News Trends
The Wall Street Journal had an interesting article today (April 14) by Kevin J. Delaney entitled "Yahoo 'Hybrid' Now Dominates News Web Sites."
The gist of the story is that Yahoo's news site run with a mere 15 people and Search technology is outdrawing cnn.com in terms of unique visitors in many of the last few month (over 20 million).
This trend is sure to accelerate in coming months and years. As Search technology gets more sophisticated, the ability to ferret out vertical and horizontal news stories with few "people editors" is going to place a great strain on traditional news organizations' print and online assets. And of course we know that where the eyeballs go is where the ad dollars go.
I have written about a niche company that Jupitermedia has an investment in called mdlinx.com. Using a handful of medical editors based in India and Search technology, mdlinx is able to push daily via email newsletters hundreds of pertinent medical articles to over 37,000 physicians (geared to specific specialties)throughout the world. While a tiny operation compared to Yahoo, this specialized site is able to garner CPM's of well over $150! I doubt there are many Web sites that surpass these CPM numbers?
My point is that while the Yahoo news operation story is significant, the opportunity is immense for small verticals such as the mdlinx example.
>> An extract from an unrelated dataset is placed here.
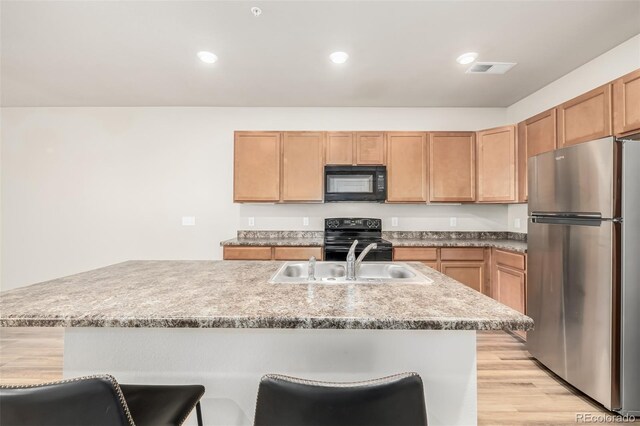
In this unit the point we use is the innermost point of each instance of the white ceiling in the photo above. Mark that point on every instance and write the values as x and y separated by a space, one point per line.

There must be hundreds if not thousands of mdlinx clones that will never be written about in The Wall Street Journal, but which are making great business success stories.
The beauty of the Internet Age is that we are still only at the beginning of the revolution for ecommerce and information business opportunities in almost any interest area.
This trend poses serious problems for large media conglomerates. They should be running around the world buying up these niche players to protect themselves from the certain cannibalization of their "cash cow" properties. There is no stopping the Net.